Hannah was laid out on the ground about 3 feet from the edge of the canyon. I lunged for her and literally yanked her back up and over the railing because I could instantly see that if she stood up on her own she could easily fall down the drop.

It all happened in the blink of an eye. To this day, I do not know how I possibly could have prevented it except if I'd held Hannah’s hand the entire visit. She wasn't wild or pushing buttons or anything; she was just a little kid who leaned too far forward. 

Did the zoo have a response? 

You know what? I didn't even report it. I wonder about that now, but I know at the time I was shaken. Plus, my yelling to get Hannah's attention had woken up Chloe, so I needed to attend to her and also to calm Hannah down. Later, when I asked Hannah what happened, she just said, ‘I fell over. I didn't mean to.’ I believe she said she was leaning forward ‘so I could see.’

Did the people around you have a response?

If it was my child in that exhibit and I didn't know what was going to happen, I'd want the possibly last thing she hears to be that ‘Mommy is right here.’ I understand that reaction completely.

There weren't any other people around except my sister. Yes, my sister was there, too. So that's both of us standing there and neither one of us saw her go over at the exact moment. She was probably looking at Chloe, too. Or looking at the monkeys. I don't know. But she didn't see Hannah go over. So there was no shaming [from onlookers] because no one else was there. But both my sister and I felt totally flummoxed and flustered, and we both immediately said, ‘How in the world did that happen so fast?’

How did you feel after? I know I once lost sight of my daughter for about 10 seconds and I thought, ‘This is it. This is how it happens.' You turn away for a few seconds and everything changes!

It was one of many things through the years that heightened my awareness in places like the zoo, where you're actively looking at other things. It also made me realize that while Hannah is the oldest and the child I saw as more independent since after all, she was walking and talking and Chloe was just a baby, I still needed to be careful. 

Having said that, I know absolutely that there was no way to foresee Hannah going over the rail. I had talked to her many times about not leaning over rails whenever we were somewhere high, for example. She had no burning desire to get in the exhibit. She just wanted to see. 

Have you read much about Gorillagate? What's your reaction?

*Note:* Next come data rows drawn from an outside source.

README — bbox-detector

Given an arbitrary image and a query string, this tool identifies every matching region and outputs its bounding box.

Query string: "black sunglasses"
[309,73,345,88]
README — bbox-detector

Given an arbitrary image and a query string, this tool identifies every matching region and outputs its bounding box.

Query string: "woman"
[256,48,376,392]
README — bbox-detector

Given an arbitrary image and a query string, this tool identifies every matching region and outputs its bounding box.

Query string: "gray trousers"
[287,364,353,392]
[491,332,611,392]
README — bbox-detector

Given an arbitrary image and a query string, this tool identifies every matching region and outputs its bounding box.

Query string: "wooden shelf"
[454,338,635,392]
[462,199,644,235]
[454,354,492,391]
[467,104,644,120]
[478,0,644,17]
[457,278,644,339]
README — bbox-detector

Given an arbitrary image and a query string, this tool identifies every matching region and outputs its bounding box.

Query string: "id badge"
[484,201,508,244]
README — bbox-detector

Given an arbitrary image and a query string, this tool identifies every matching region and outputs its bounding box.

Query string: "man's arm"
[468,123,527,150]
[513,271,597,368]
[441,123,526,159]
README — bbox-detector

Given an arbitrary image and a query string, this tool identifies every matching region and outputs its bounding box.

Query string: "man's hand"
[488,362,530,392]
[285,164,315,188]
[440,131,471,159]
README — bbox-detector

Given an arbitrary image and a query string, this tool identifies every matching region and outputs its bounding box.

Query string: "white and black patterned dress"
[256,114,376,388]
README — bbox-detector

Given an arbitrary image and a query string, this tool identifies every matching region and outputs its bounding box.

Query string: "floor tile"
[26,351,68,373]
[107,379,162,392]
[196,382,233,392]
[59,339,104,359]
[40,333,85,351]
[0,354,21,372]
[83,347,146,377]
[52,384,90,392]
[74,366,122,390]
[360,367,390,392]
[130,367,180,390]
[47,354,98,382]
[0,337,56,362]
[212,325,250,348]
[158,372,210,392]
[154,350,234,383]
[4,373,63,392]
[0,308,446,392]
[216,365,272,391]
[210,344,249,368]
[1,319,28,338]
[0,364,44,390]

I've read several articles and watched the footage of the gorilla dragging the boy. It's horrifying because that pool is concrete and I imagine him hitting his head on it — too horrible to contemplate. I wanted to believe that the gorilla was helping him, but after reading stories from pros in the business, I believe them when they say the boy was in terrible danger.

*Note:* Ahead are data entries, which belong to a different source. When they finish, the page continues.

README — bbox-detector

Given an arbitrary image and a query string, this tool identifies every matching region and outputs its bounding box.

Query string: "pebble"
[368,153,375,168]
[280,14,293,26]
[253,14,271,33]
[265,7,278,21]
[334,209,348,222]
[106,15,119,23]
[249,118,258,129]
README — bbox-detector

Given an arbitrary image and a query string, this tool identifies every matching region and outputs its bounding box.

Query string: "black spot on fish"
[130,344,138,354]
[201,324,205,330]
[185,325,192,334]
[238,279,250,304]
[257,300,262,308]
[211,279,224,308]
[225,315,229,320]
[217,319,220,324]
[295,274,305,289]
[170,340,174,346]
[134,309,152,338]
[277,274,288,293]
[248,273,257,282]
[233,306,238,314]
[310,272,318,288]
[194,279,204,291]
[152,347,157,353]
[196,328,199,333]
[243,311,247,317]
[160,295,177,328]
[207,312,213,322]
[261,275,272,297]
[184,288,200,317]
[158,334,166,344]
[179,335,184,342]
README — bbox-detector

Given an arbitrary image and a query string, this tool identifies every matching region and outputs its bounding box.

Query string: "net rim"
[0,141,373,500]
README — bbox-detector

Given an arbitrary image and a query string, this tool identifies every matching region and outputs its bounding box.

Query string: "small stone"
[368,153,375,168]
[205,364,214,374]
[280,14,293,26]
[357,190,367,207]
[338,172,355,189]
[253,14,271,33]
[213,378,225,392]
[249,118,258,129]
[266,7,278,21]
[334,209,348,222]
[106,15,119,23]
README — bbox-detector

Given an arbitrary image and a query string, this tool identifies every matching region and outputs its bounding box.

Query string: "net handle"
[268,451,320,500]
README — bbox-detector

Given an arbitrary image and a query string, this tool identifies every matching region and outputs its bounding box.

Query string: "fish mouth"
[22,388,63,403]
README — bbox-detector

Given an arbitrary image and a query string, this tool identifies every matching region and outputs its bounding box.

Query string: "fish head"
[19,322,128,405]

What really jumped out at me was when someone yelled out ‘Mommy’s right here!’ Because I thought: ‘Yes, that's what I would yell out, too.’ If it was Hannah in that exhibit and I didn't know what was going to happen, I'd want the possibly last thing she hears to be that ‘Mommy is right here.’ I understand that reaction completely.  

Knowing the horrendous fear that mom must have felt, it makes me sick to read comments from all these people dragging her through the mud, talking about what a terrible parent she is. She is traumatized, for certain. She'll be hard enough on herself as it is, and she's still reeling from living a parent's worst nightmare. And then to have the world turn on her? It's terrible, terrible, terrible. 

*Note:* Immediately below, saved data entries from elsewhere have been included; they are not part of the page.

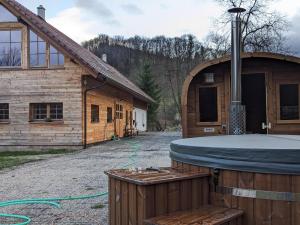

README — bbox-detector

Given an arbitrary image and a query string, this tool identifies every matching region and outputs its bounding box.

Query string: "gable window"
[279,84,299,120]
[50,45,64,66]
[91,105,99,123]
[0,103,9,121]
[29,30,46,67]
[107,107,113,123]
[116,104,123,119]
[0,5,17,22]
[30,103,63,121]
[198,86,219,123]
[0,30,21,67]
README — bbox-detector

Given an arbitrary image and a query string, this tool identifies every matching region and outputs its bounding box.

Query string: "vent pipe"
[228,7,246,135]
[102,53,107,62]
[37,5,46,20]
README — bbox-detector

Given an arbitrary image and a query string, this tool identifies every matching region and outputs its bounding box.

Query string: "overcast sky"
[17,0,300,52]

What do you have to say to people commenting on Gorillagate?

Parenting is fraught with challenges, and we simply can't do everything perfectly. Things happen in the blink of an eye, even when you're a very good parent and you're very hands-on and very aware of your kids. They just do.  

When you have multiple kids, which I know this mom did, it is extremely difficult to take care of everyone's needs at the same level at all times, even if you're trying to.

We can't control everything, but we sure do try by ceaselessly trying to place blame. We need to tap into our compassion instead.